J’ai décroché l’emploi idéal, même si celui-ci n’avait rien à voir avec l’informatique : je concevais des machines à calculer pour Hewlett-Packard. C’était le boulot de mes rêves dans l’entreprise de mes rêves. […] Chez HP, j’ai rencontré plein de gens. De nombreux ingénieurs, des techniciens et même quelques commerciaux qui sont devenus de bons amis. J’adorais l’ambiance de travail. C’était très libre. J’avais encore les cheveux longs et la barbe, ce qui semblait ne déranger personne. On était respectés pour nos compétences. […] J’ai travaillé longtemps chez Hewlett-Packard, environ quatre ans. Je n’avais pas encore mon diplôme universitaire, mais j’avais promis à mes chefs de prendre des cours du soir à l’université d’État de San José. Je ne pouvais pas imaginer quitter mon travail pour retourner à la fac à plein-temps. Ce que je faisais était trop important."
© "iWoz" de Steve Wozniak et Gina Smith, éd. l’École des loisirs, coll. "Médium documents", octobre 2011
Biographie
1950 : naissance à San Jose, en Californie.
1961 : construit seul, à 11 ans, une radio amateur et rêve de devenir instituteur.
1968 : entre à l’université du Colorado.
1971 : fait la connaissance de Steve Jobs, entre à Berkeley, en troisième année.
1973 : arrête ses études pour travailler chez Hewlett-Packard.

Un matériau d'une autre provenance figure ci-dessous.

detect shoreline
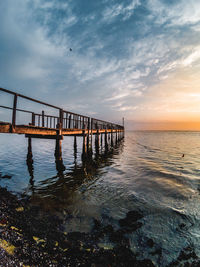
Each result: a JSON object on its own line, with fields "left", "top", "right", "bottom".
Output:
{"left": 0, "top": 186, "right": 199, "bottom": 266}
{"left": 0, "top": 186, "right": 153, "bottom": 266}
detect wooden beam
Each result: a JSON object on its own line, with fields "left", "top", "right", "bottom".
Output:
{"left": 25, "top": 134, "right": 63, "bottom": 139}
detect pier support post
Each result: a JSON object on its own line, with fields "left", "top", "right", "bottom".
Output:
{"left": 11, "top": 93, "right": 18, "bottom": 132}
{"left": 82, "top": 129, "right": 87, "bottom": 160}
{"left": 101, "top": 132, "right": 103, "bottom": 150}
{"left": 54, "top": 119, "right": 65, "bottom": 171}
{"left": 73, "top": 135, "right": 77, "bottom": 166}
{"left": 55, "top": 137, "right": 65, "bottom": 175}
{"left": 27, "top": 137, "right": 32, "bottom": 159}
{"left": 74, "top": 135, "right": 77, "bottom": 153}
{"left": 87, "top": 118, "right": 92, "bottom": 157}
{"left": 90, "top": 118, "right": 93, "bottom": 156}
{"left": 111, "top": 129, "right": 114, "bottom": 147}
{"left": 95, "top": 128, "right": 100, "bottom": 155}
{"left": 26, "top": 137, "right": 35, "bottom": 192}
{"left": 105, "top": 130, "right": 108, "bottom": 152}
{"left": 26, "top": 137, "right": 34, "bottom": 179}
{"left": 55, "top": 138, "right": 62, "bottom": 160}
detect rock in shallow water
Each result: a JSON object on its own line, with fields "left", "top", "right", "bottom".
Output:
{"left": 119, "top": 210, "right": 143, "bottom": 232}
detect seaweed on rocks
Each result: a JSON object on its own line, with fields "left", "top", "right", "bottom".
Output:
{"left": 0, "top": 187, "right": 156, "bottom": 266}
{"left": 168, "top": 246, "right": 199, "bottom": 267}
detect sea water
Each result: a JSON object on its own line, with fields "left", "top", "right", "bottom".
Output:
{"left": 1, "top": 131, "right": 200, "bottom": 265}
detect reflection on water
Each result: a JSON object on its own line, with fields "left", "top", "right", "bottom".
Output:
{"left": 1, "top": 131, "right": 200, "bottom": 265}
{"left": 24, "top": 133, "right": 124, "bottom": 213}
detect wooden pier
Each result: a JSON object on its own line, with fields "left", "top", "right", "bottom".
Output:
{"left": 0, "top": 88, "right": 124, "bottom": 160}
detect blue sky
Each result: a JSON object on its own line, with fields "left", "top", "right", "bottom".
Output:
{"left": 1, "top": 0, "right": 200, "bottom": 128}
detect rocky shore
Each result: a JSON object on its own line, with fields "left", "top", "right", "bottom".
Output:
{"left": 0, "top": 186, "right": 199, "bottom": 266}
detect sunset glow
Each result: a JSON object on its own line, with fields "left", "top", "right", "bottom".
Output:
{"left": 1, "top": 0, "right": 200, "bottom": 130}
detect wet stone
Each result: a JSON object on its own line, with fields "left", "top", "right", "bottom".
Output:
{"left": 168, "top": 246, "right": 199, "bottom": 266}
{"left": 109, "top": 229, "right": 130, "bottom": 247}
{"left": 150, "top": 248, "right": 162, "bottom": 256}
{"left": 146, "top": 238, "right": 154, "bottom": 248}
{"left": 119, "top": 210, "right": 143, "bottom": 232}
{"left": 179, "top": 223, "right": 186, "bottom": 229}
{"left": 135, "top": 259, "right": 155, "bottom": 267}
{"left": 1, "top": 175, "right": 12, "bottom": 179}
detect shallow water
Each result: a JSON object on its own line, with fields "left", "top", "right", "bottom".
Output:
{"left": 1, "top": 131, "right": 200, "bottom": 265}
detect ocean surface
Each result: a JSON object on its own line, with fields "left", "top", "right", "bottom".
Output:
{"left": 1, "top": 131, "right": 200, "bottom": 265}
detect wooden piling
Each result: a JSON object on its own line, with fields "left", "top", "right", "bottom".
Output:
{"left": 101, "top": 132, "right": 103, "bottom": 150}
{"left": 42, "top": 110, "right": 45, "bottom": 127}
{"left": 11, "top": 94, "right": 18, "bottom": 131}
{"left": 27, "top": 137, "right": 33, "bottom": 161}
{"left": 82, "top": 129, "right": 87, "bottom": 159}
{"left": 26, "top": 137, "right": 34, "bottom": 183}
{"left": 105, "top": 130, "right": 108, "bottom": 151}
{"left": 95, "top": 129, "right": 100, "bottom": 155}
{"left": 55, "top": 138, "right": 62, "bottom": 159}
{"left": 111, "top": 129, "right": 113, "bottom": 147}
{"left": 90, "top": 118, "right": 93, "bottom": 155}
{"left": 87, "top": 118, "right": 90, "bottom": 153}
{"left": 74, "top": 135, "right": 77, "bottom": 162}
{"left": 74, "top": 135, "right": 77, "bottom": 151}
{"left": 68, "top": 115, "right": 71, "bottom": 128}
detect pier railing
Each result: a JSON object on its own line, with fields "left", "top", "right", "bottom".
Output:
{"left": 0, "top": 87, "right": 124, "bottom": 131}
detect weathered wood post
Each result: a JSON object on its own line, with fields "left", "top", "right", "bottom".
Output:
{"left": 54, "top": 109, "right": 65, "bottom": 174}
{"left": 42, "top": 110, "right": 45, "bottom": 127}
{"left": 87, "top": 117, "right": 93, "bottom": 157}
{"left": 26, "top": 137, "right": 34, "bottom": 182}
{"left": 11, "top": 93, "right": 18, "bottom": 132}
{"left": 32, "top": 113, "right": 35, "bottom": 126}
{"left": 55, "top": 131, "right": 65, "bottom": 174}
{"left": 108, "top": 125, "right": 110, "bottom": 142}
{"left": 101, "top": 130, "right": 103, "bottom": 150}
{"left": 82, "top": 128, "right": 87, "bottom": 160}
{"left": 74, "top": 135, "right": 77, "bottom": 151}
{"left": 87, "top": 117, "right": 90, "bottom": 154}
{"left": 74, "top": 135, "right": 77, "bottom": 161}
{"left": 27, "top": 137, "right": 33, "bottom": 161}
{"left": 59, "top": 109, "right": 63, "bottom": 128}
{"left": 55, "top": 138, "right": 62, "bottom": 160}
{"left": 95, "top": 123, "right": 99, "bottom": 155}
{"left": 115, "top": 129, "right": 118, "bottom": 145}
{"left": 91, "top": 118, "right": 93, "bottom": 153}
{"left": 68, "top": 114, "right": 71, "bottom": 128}
{"left": 105, "top": 129, "right": 108, "bottom": 152}
{"left": 65, "top": 113, "right": 67, "bottom": 128}
{"left": 111, "top": 128, "right": 114, "bottom": 147}
{"left": 55, "top": 109, "right": 63, "bottom": 160}
{"left": 55, "top": 138, "right": 65, "bottom": 175}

1976 : création d’Apple avec Steve Jobs.
1981 : est victime d’un grave accident d’avion, reprend ses études à Berkeley.
1985 : quitte Apple.
2000 :entre au musée des inventeurs aux États-Unis.
L’Apple créé dans un garage ? Une légende
Dans sa biographie, Steve Wozniak démonte la fameuse légende du garage : "Ce sont Bill Hewlett et Dave Packard, deux étudiants de l’université de Stanford, diplômés en 1934, qui ont fondé Hewlett-Packard dans un garage, en 1939. Beaucoup de gens confondent cette histoire de garage avec celle d’Apple. Ce qui est faux. Le garage, c’est HP. Dans le cas d’Apple, je travaillais dans mon appartement et Steve chez ses parents. Ce n’est qu’au dernier stade de l’assemblage qu’on a travaillé dans le garage de Steve."